Emergency smoke evacuation systems in buildings in case of fire: From natural and mechanical approaches to AI-driven strategies


Mert Cüce A. P., Cüce E., Alvur E.

JOURNAL OF FIRE SCIENCES, cilt.45, sa.1, ss.120-140, 2026 (SCI-Expanded, Scopus)

  • Yayın Türü: Makale / Derleme
  • Cilt numarası: 45 Sayı: 1
  • Basım Tarihi: 2026
  • Dergi Adı: JOURNAL OF FIRE SCIENCES
  • Derginin Tarandığı İndeksler: Scopus, Science Citation Index Expanded (SCI-EXPANDED), ABI/INFORM, Compendex, ICONDA Bibliographic, INSPEC
  • Sayfa Sayıları: ss.120-140
  • Recep Tayyip Erdoğan Üniversitesi Adresli: Evet

Özet

Smoke movement and accumulation during building fires remain a dominant life-safety threat, as tragically demonstrated by recent large-scale incidents such as the 2025 Kartalkaya hotel fire.
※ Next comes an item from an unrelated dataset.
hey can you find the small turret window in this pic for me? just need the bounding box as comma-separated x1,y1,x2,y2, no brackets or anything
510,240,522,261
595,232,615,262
Beyond obstructing visibility, smoke rapidly degrades breathable air quality, directly constraining evacuation and firefighting effectiveness. To mitigate these risks, smoke management and smoke control systems implemented through natural, mechanical, and hybrid ventilation configurations are widely employed to regulate smoke stratification and preserve tenable conditions. This review provides a comprehensive and critical synthesis of smoke ventilation systems, examining their classification, design principles, and operational performance across diverse building typologies. International regulatory frameworks, including EN 12101, NFPA 92, and ISO 21927, are analysed alongside performance-based design methodologies, advanced modelling tools, and emerging control strategies such as artificial intelligence, sensor-driven automation, and digital twins. Particular attention is given to the interaction between ventilation performance, evacuation dynamics, and system resilience under variable environmental and operational conditions. Unlike conventional reviews that primarily catalogue technologies or standards, this study reframes smoke ventilation as a governing life-safety system that directly defines Available Safe Egress Time (ASET) through its coupling with pressure zoning, smoke stratification stability, and adaptive control logic. By positioning smoke ventilation at the core of performance-based fire safety design, the review clarifies application boundaries, identifies scenario-dependent optimisation challenges, and highlights pathways for integrating intelligent control within regulatory-compliant frameworks. The findings support a shift from prescriptive system selection towards context-specific performance optimisation, providing actionable insights for researchers, engineers, and policymakers engaged in the development of resilient and adaptive smoke ventilation strategies.